The risk and the loss function

In words...

The risk of a learning machine or model is the amount of prediction error that can be expected when using that model. The main goal in supervised learning is to minimize this risk in order to obtain the most accurate model.

In the sentence above, the "amount of error" is measured via a loss function while the term "that can be expected" refers to the mathematical expectation of this loss function, i.e., the value of the loss obtained on average when testing the model on randomly drawn inputs.

The loss function directly encodes our knowledge about a given problem and the goal we set for the learning machine. The definition of the loss function thus depends on whether we are in a classification or regression setting. In all cases, a loss function must obey a few basic rules: i) it should compare a label with a predicted label and output a positive real number, ii) it must output zero when the two labels are equal.

The minimum of the risk over all possible models is called the Bayes' risk, which is what we would ideally obtain with a learning machine having access to the probability distribution of the data or to an infinite number of examples.

The risk is not a quantity that can be computed exactly, since it measures the quality of predictions of unknown phenomena, and in practice must be estimated. The most simple estimate of the risk is the test error.
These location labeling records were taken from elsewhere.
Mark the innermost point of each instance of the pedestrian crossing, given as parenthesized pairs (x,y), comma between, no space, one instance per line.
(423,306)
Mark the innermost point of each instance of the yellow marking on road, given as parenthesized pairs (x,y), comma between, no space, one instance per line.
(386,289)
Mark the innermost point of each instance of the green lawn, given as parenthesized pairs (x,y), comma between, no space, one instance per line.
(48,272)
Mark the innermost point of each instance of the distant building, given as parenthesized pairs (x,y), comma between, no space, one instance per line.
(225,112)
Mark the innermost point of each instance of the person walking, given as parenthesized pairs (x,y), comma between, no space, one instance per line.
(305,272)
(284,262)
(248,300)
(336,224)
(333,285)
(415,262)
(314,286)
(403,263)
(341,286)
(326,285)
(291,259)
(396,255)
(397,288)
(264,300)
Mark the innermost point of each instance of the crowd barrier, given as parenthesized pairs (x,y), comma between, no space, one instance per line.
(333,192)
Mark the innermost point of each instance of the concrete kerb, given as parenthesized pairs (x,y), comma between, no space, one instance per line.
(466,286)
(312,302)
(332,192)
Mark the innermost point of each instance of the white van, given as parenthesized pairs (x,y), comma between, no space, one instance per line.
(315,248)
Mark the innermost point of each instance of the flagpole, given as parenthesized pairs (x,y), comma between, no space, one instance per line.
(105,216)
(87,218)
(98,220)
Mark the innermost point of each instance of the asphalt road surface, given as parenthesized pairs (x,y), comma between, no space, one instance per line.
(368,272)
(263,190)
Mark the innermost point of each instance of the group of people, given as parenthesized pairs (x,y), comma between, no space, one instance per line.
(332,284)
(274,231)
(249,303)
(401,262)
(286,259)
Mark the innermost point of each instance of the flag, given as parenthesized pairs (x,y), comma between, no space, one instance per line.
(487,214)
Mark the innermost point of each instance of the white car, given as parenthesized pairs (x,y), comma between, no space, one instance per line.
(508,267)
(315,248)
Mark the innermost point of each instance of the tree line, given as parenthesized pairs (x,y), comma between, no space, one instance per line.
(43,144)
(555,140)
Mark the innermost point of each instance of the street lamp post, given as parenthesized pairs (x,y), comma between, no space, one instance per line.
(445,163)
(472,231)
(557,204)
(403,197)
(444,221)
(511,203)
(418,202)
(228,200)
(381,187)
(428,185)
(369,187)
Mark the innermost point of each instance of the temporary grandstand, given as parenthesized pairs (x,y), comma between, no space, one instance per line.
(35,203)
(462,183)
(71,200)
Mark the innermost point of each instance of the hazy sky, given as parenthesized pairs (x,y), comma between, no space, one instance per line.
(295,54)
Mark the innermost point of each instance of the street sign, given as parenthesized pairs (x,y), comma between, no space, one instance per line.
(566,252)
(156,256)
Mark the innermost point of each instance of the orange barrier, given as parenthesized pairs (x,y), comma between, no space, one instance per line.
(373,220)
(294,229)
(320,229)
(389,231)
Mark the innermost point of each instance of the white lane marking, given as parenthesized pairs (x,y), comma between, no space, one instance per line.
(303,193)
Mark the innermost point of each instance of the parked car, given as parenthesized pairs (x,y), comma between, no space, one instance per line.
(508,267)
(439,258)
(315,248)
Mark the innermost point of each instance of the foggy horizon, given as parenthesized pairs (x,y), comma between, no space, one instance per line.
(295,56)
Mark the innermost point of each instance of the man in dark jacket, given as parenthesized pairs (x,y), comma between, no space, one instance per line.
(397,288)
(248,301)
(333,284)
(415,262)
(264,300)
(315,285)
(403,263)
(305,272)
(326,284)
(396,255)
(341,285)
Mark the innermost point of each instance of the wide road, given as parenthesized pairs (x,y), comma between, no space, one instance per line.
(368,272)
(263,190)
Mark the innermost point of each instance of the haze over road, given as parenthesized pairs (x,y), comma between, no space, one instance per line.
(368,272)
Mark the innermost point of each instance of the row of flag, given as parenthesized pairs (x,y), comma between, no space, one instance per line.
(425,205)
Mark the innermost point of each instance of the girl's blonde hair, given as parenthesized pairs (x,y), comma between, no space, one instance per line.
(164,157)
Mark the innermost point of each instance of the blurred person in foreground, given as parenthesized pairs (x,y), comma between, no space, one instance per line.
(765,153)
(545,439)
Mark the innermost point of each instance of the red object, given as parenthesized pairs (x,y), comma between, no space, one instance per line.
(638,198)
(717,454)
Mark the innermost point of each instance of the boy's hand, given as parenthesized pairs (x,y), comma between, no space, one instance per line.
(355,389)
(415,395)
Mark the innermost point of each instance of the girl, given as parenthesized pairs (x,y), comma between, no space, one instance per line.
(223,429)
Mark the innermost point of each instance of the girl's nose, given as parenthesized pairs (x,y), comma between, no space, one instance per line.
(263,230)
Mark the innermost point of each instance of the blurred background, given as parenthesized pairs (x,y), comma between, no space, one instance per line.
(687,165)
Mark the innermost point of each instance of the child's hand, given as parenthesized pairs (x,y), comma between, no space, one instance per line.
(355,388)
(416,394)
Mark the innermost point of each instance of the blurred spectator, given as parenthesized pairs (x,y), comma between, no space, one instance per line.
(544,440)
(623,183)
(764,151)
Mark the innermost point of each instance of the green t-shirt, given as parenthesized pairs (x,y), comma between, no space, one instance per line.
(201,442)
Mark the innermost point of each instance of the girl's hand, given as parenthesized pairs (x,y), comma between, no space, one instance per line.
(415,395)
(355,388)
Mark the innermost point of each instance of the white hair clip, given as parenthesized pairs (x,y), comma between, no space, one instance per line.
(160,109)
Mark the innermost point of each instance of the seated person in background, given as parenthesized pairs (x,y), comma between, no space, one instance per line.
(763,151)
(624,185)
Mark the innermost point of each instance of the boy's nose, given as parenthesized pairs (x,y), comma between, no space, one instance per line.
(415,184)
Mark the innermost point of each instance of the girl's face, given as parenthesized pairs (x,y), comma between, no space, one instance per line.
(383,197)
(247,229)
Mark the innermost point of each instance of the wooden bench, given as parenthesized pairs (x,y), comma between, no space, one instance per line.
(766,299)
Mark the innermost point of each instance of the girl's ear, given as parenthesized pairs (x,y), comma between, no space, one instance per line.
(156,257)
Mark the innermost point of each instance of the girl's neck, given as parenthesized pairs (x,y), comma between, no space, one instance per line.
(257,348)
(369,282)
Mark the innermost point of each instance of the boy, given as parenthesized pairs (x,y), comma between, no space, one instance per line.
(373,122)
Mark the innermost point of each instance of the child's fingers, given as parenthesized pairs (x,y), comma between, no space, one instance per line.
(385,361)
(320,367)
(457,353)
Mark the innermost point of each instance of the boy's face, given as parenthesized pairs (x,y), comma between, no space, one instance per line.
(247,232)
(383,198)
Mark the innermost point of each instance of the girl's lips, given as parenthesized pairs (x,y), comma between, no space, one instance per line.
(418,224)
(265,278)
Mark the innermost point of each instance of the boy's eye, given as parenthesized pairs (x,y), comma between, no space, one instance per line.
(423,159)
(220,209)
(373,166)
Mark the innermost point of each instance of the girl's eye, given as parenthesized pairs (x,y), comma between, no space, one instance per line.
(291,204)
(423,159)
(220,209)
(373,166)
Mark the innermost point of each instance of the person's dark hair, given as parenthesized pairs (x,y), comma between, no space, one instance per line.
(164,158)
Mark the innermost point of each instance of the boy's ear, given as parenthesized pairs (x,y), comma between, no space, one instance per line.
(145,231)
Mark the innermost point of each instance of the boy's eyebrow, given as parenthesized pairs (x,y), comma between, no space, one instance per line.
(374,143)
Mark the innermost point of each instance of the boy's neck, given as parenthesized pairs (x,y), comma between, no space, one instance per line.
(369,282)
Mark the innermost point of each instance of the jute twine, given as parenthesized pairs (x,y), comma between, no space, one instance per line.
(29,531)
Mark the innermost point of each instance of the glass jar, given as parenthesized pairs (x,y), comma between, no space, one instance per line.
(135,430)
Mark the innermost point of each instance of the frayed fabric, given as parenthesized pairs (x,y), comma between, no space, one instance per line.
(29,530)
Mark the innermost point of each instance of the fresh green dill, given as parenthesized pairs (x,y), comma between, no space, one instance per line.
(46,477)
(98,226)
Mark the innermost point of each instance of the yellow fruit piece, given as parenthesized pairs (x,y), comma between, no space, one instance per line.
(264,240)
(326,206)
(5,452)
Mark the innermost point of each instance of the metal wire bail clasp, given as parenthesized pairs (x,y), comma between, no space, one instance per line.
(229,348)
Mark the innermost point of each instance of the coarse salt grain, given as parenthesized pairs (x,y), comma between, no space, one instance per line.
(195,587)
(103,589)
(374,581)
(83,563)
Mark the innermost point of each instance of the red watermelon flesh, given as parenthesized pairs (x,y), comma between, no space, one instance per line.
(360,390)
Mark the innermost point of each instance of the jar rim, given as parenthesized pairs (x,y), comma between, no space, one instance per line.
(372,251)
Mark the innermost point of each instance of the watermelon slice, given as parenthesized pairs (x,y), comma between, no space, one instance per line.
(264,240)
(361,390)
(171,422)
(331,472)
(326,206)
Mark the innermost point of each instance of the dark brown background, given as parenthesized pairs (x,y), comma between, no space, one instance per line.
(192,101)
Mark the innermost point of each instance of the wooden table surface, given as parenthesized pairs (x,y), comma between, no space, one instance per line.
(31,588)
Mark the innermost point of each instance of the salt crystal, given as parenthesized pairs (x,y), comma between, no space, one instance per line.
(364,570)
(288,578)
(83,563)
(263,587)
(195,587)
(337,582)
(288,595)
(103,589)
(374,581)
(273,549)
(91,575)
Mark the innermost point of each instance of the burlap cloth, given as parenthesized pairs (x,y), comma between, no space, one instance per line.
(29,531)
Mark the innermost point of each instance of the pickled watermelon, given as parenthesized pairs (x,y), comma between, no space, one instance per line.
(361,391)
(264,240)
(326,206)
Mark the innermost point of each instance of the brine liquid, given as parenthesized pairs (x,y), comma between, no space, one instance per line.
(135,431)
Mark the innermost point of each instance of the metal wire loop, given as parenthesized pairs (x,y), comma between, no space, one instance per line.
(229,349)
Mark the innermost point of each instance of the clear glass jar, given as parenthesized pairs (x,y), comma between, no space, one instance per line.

Cross-validation is also a widely used technique.

In maths...

In supervised learning, a loss function $\ell : \Y \times \Y \rightarrow \R^+$ computes a pointwise measure $\ell(y,\hat{y})$ of the error between a label $y$ and its estimate $\hat{y}$. For all $(y,\hat{y}) \in \Y^2$, a loss function satisfies $$\ell(y,\hat{y}) \geq 0$$ and $$\hat{y} = y \quad \Rightarrow \quad \ell(y,\hat{y}) = 0 .$$

Given a loss function $\ell$, the risk of a model $f$ is defined as the expectation of the loss function applied to the output of the model: $$R(f) = \E_{X,Y} [ \ell(f(X), Y) ].$$ Using the law of total expectation, another convenient formulation involves the conditional expectation of $Y$ given $X$: $$R(f) = \E_{X} \E_{Y|X=x} [ \ell(f(X), Y)\ |\ X=x ].$$